Some of the strikers accused Israeli jailers of "harassment" while others refused food in solidarity with prisoner Bilal Kayed, who has been fasting for 52 days over his detention without trial, Palestinian officials said.
An Israeli prison official said that a large part of the protest seemed to be in response to a decision by authorities to hold prisoners from the militant movement Hamas in separate cells.
The Palestinian Prisoners Club said in a statement that 80 prisoners stopped eating on Friday, joining 325 who have been fasting for the past two days at various prisons in Israel and the occupied West Bank.
It said more were expected to join the hunger strike on Sunday.
The Palestinian Authority detainee affairs commission said inmates are protesting against a prison crackdown this week in which some were placed in solitary confinement, personal belongings were seized and prisoners were moved to other facilities.

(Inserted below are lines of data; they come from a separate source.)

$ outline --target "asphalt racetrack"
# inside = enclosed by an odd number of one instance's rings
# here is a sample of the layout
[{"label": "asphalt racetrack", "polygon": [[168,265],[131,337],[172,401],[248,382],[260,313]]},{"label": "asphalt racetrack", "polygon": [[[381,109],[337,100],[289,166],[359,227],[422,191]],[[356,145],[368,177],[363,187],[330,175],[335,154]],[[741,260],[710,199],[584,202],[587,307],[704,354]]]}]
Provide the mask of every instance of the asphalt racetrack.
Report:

It said that hunger strikers were being fined 600 shekels ($158) each and forbidden visits for two months.
The Israel Prisons Service said that during the week it had moved Hamas prisoners, searched cells and seized mobile phones, acting on "intelligence information about direction of terror from inside prisons".

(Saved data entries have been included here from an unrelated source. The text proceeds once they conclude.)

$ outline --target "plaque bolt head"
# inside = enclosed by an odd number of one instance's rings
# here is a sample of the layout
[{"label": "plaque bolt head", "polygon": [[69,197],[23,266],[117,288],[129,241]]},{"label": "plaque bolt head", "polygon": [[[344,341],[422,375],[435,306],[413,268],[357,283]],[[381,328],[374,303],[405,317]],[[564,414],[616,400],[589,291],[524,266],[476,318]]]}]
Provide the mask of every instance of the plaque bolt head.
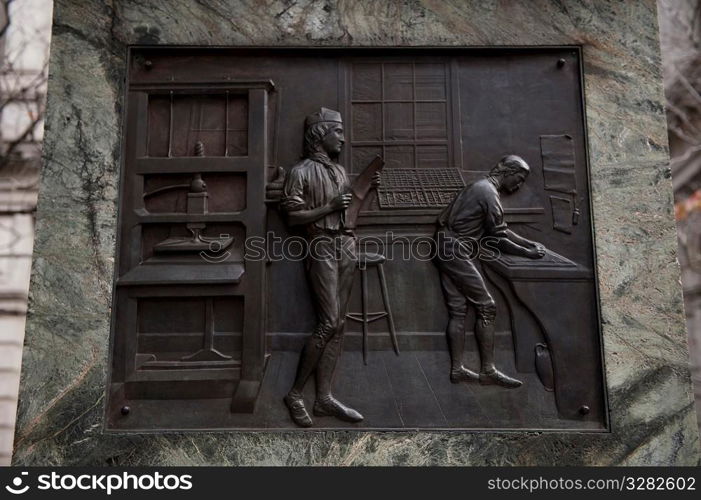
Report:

A spokesperson for the prisons service told AFP there were currently 262 Hamas prisoners on hunger strikes, along with 93 from leftist group the Popular Front for the Liberation of Palestine (PFLP) fasting in solidarity with Kayed.
Kayed was to be released in June after serving a 14-and-a-half-year sentence for activities in the PFLP.
Instead, Israeli authorities ordered that he remain in custody under the administrative detention law, which allows prisoners to be held without trial for renewable six-month periods.
Kayed, 35, is suffering from failing kidneys and has lost at least 30kg, Palestinian officials say.
Administrative detention is used by Israel to allow authorities to hold suspects while continuing to gather evidence, but it is widely criticised by rights groups for the way it is used to hold people who have committed no offences or whose sentences have already been served.
The system has been criticised by Palestinians, human rights groups and members of the international community.
Of more than 7,500 Palestinians currently in Israeli jails, about 700 are being held under administrative detention, Palestinian rights groups say.